Reduce binary distribution size: unbundle optional Hadoop/Kafka deps + de-duplicate shared jars#8819
Reduce binary distribution size: unbundle optional Hadoop/Kafka deps + de-duplicate shared jars#8819rzo1 wants to merge 6 commits into
Conversation
storm-autocreds pulls in the full Hadoop/HBase client dependency tree (~79 MB, 43 jars unique to it) but is only needed on secure (Kerberos) clusters and is off by default. Ship only the README, consistent with the other external/* connectors, and add bin/storm-autocreds-fetch to retrieve the plugin and its runtime dependencies from Maven Central into extlib-daemon on demand. Also removes the now-unused storm-autocreds-bin assembly module.
The storm-kafka-monitor jars (and their Kafka client dependencies, ~38 MB) are only needed to display Kafka spout lag in the UI or to run the bin/storm-kafka-monitor command. Ship only the README, consistent with the other external/* connectors, and add bin/storm-kafka-monitor-fetch to retrieve the tool and its runtime dependencies from Maven Central into lib-tools/storm-kafka-monitor on demand. Guard the UI against the jars being absent: TopologySpoutLag now detects whether storm-kafka-monitor is installed and, when it is not, surfaces an actionable message (and logs it once) instead of failing the lag shell-out. The bin/storm-kafka-monitor wrapper prints the same hint instead of a ClassNotFound error. Also removes the now-unused storm-kafka-monitor-bin assembly module.

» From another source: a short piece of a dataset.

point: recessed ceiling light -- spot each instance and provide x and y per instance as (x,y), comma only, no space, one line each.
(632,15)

Prepares de-duplication of the jars shared by the daemon (lib) and worker (lib-worker) classpaths into a single lib-common directory. storm.py now includes lib-common on both classpaths; when the directory is absent (older layouts) it contributes nothing, so the change is backward compatible.
The worker classpath (lib-worker) is a byte-identical subset of the daemon classpath (lib). dedup-libs.py moves the shared jars into a single lib-common directory and removes the duplicate copies from lib, reclaiming ~71 MB. It only de-duplicates byte-identical jars (same name and sha-256), so a version mismatch is never silently merged; tool classpaths (lib-tools/*, lib-webapp) are left untouched. Paired with the lib-common classpath support in bin/storm.py. Wiring this into the binary assembly is a follow-up (it must be validated by a full -Pdist distribution build).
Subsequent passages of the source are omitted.